Se requiere una reforma a fondo de la Procuraduría.
Como lo pudimos constatar el año pasado con la fallida reforma de la Justicia, los escándalos en la cúpula judicial, y las confrontaciones entre los organismos de control y la Fiscalía, algunas de las entidades creadas en la Constitución de 1991 han mostrado serias fallas de diseño. Si estos problemas no se corrigen podría colocarse en riesgo el crecimiento incluyente, en un ambiente de respeto al régimen de libertades, de que hemos disfrutado durante un buen número de años.
Respecto de la Procuraduría abundan las criticas sobre las normas que regulan la designación del Procurador General, la duración de su mandato y el repertorio de funciones que se le otorgan. Habiendo concluido su actuación en el caso del Alcalde Gustavo Petro, se abre un espacio nuevo de discusión de gran relevancia: si esas reglas están o no bien concebidas.
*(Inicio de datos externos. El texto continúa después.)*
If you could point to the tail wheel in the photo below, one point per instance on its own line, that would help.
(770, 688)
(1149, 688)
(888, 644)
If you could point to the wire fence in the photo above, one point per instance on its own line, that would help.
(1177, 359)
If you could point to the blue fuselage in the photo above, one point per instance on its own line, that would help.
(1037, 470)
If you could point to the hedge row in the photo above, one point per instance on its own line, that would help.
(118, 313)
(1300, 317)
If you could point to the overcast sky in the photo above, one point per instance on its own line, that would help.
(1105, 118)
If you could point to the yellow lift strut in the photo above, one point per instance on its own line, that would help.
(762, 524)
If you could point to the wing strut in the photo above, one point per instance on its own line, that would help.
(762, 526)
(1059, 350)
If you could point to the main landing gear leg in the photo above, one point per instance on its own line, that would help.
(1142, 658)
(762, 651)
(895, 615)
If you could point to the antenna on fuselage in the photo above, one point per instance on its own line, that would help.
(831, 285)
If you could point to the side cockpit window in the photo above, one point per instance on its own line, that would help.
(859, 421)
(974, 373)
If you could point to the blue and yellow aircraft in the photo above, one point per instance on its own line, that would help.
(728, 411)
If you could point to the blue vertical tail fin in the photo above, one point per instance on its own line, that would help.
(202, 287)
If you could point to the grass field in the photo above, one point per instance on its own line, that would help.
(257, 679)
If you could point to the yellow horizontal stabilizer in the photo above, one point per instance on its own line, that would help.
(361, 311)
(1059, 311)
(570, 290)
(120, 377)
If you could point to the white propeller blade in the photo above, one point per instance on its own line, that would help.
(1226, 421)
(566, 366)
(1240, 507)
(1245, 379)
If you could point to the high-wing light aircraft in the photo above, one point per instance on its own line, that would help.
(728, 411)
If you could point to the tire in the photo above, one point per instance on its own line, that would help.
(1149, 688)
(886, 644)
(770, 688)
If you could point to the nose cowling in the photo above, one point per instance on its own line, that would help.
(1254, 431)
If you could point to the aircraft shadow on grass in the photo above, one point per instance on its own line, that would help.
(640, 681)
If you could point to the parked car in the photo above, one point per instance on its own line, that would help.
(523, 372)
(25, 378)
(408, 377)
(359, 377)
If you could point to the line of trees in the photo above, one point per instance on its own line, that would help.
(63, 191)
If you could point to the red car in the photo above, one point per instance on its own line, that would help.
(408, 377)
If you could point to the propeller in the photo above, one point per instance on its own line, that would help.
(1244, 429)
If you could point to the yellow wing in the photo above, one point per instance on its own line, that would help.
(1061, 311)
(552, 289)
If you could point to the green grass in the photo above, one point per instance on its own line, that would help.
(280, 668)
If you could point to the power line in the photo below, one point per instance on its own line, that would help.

Estas son algunas sugerencias para corregir algunos de los problemas de la institución:
1. Cambiar el mecanismo de elección del Procurador
El Procurador es elegido por el Senado a partir de una terna que elaboran el Presidente de la República, la Corte Suprema de Justicia y el Consejo de Estado.
Este mecanismo inexorablemente "politiza" la elección: el Senado es, por excelencia, un órgano politico. ¿Qué hacer para resolver este problema? No hay solución perfecta.
A nombre del Gobierno, De la Calle presentó a la Constituyente esta fórmula: que elija la Corte Suprema de terna elaborada por el Presidente; de esta manera se mitigaría la índole politica del nombramiento.
Esta opción podría quizás mejorarse disponiendo que la designación ocurra a mitad del periodo presidencial, cuando el presidente en ejercicio todavía no puede anticipar quién habrá de sucederlo.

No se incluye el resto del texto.